What Comes After Bobby Prince
What Comes After Bobby Prince
Mercurial, collapses, unpredictability. The most predictable entities of Pakistan cricket. Among the other predictables are throwing tantrums of players being one glory wonders, too slow, too fast, too fat, etc. The recent times have seen a new slogan for Pakistan cricket, one that we have never seen before – that it’s the age of a certain player. A player who is not unpredictable, a player who is not inconsistent, a player whose primary concern isn’t to score mild 30s to save his place for the next match. A player who knows to play according to the situation, pitch, and the opposition.
A player is Babar Azam.
But hasn’t there been much said about him already? Admittedly, it is never enough to talk about the exotic cover drive that comes out of the middle of his bat. The flick that seems to be so underrated. The cut… and yes, we have yet again wet ourselves in the swamp of his glory. But what comes after him? Who is the second most trusted batsman in that shaky line up where none of the batsmen can claim to be the automatic choice for the starting eleven? Imam-ul-Haq? Maybe. But let’s not dwell ourselves into that discussion just yet. Let’s look ahead to someone else.

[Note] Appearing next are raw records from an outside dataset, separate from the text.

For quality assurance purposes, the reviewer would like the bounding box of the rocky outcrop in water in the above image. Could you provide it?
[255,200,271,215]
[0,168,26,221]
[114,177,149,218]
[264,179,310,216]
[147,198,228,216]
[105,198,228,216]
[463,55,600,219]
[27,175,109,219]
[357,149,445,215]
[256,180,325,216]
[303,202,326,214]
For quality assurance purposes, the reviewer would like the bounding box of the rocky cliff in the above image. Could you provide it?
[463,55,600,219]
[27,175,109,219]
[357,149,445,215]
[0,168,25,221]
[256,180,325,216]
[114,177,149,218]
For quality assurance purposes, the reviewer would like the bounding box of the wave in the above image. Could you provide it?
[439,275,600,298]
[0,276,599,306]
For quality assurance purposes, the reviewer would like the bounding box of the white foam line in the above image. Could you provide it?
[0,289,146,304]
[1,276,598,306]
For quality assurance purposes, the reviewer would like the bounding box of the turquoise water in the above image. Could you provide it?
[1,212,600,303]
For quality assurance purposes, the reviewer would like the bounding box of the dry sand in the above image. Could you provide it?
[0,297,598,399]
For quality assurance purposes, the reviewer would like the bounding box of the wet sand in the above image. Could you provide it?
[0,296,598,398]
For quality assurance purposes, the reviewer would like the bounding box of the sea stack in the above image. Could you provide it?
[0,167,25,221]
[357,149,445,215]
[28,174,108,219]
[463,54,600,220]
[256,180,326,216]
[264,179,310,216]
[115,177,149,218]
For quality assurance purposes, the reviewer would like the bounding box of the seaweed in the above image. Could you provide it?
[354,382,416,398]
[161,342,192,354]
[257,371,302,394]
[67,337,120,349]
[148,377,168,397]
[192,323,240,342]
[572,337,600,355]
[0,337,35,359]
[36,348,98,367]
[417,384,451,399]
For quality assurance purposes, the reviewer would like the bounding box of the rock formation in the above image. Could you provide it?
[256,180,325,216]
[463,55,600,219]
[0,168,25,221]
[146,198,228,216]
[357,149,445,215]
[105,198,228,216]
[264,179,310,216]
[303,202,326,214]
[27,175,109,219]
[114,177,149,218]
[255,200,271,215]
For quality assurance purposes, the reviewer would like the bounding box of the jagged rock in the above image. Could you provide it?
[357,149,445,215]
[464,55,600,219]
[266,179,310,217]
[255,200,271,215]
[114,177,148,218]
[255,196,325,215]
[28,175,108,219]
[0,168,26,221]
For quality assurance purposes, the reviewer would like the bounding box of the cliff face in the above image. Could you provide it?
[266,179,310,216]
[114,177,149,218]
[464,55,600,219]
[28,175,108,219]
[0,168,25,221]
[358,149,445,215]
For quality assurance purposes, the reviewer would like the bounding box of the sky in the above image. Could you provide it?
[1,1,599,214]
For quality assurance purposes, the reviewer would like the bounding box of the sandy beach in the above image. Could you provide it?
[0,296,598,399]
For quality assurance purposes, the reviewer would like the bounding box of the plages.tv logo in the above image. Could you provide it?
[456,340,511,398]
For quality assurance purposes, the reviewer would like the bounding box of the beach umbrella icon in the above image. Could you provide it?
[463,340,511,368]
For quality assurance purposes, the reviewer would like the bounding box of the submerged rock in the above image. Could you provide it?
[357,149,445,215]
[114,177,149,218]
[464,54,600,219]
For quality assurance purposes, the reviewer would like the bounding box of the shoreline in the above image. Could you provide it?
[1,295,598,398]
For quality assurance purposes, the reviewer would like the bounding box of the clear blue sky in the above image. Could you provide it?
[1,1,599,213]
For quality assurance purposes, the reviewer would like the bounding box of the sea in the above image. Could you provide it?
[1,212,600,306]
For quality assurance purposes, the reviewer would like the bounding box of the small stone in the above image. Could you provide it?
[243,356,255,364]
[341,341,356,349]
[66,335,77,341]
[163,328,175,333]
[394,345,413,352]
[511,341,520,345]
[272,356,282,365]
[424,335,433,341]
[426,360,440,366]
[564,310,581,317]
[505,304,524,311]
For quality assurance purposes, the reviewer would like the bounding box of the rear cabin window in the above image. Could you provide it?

Someone, who in the era of distribution of fraud titles, is a rare underrated player. Someone, whose chewing gum, unlike Ben Dunk, goes unnoticed often while he holds the bat in his hands, calmly in the utmost pressure situations. Somewhere, he is pushing that collapsed batting line up for the whole series to a manageable target of 250 and above in England. Somewhere, he is hitting a last over six in a last-wicket partnership after Anwar Ali blasts Sri Lanka. Somewhere, he is snatching the game from the teeth of the Afghanistan team at the 2019 World Cup. Are we ready to admit that he is our second most important batsman, often wasted at number 7?
A batsman who, while being a regular at #7, has an ODI average of 42 and a strike rate of 110. A batsman who has a strike rate of 145 in T20Is. Someone who hasn’t debuted in Tests but has a First Class average of 40 with six hundreds to his name. And we haven’t spoken about his economical bowling yet. In an era of 350s and 400s, his economy in ODIs is a mere 4.8 and 6.17 in T20Is.
We haven’t named him yet. But do we have to? Because we only name him when there’s a 100 needed off 30, and he fails to slog madly like an Andre Russell. We name him when we have to meme him on his once increased belly weight or his Kuch Kuch Hota Hai Kajol hairband bashing at the 2017 Champions Trophy vs. India. Or when he goes for a six. Rarely. But he does.
We name him a lot when he miserably fails to deliver. With Shadab Khan improving his batting and potentially making a case for a number 5 spot, it can be a bonus to have this batsman at #6. The modern teams, the progressed ones, do have lower order sloggers to add the cherry onto the cake. But they try not to leave too much to that position. We, throughout our history, have left too much to be done for #6 and below. Maybe it’s time to have some players who, when at the crease, do enough that the number 7s don’t need to make 100 off 30.
The player is a left-hand batsman and a left-arm spinner. He is the second-best batsman for any situation, and we are still not naming him.
The opinions expressed solely belong to the writer and do not necessarily reflect the views of Grassroots Cricket.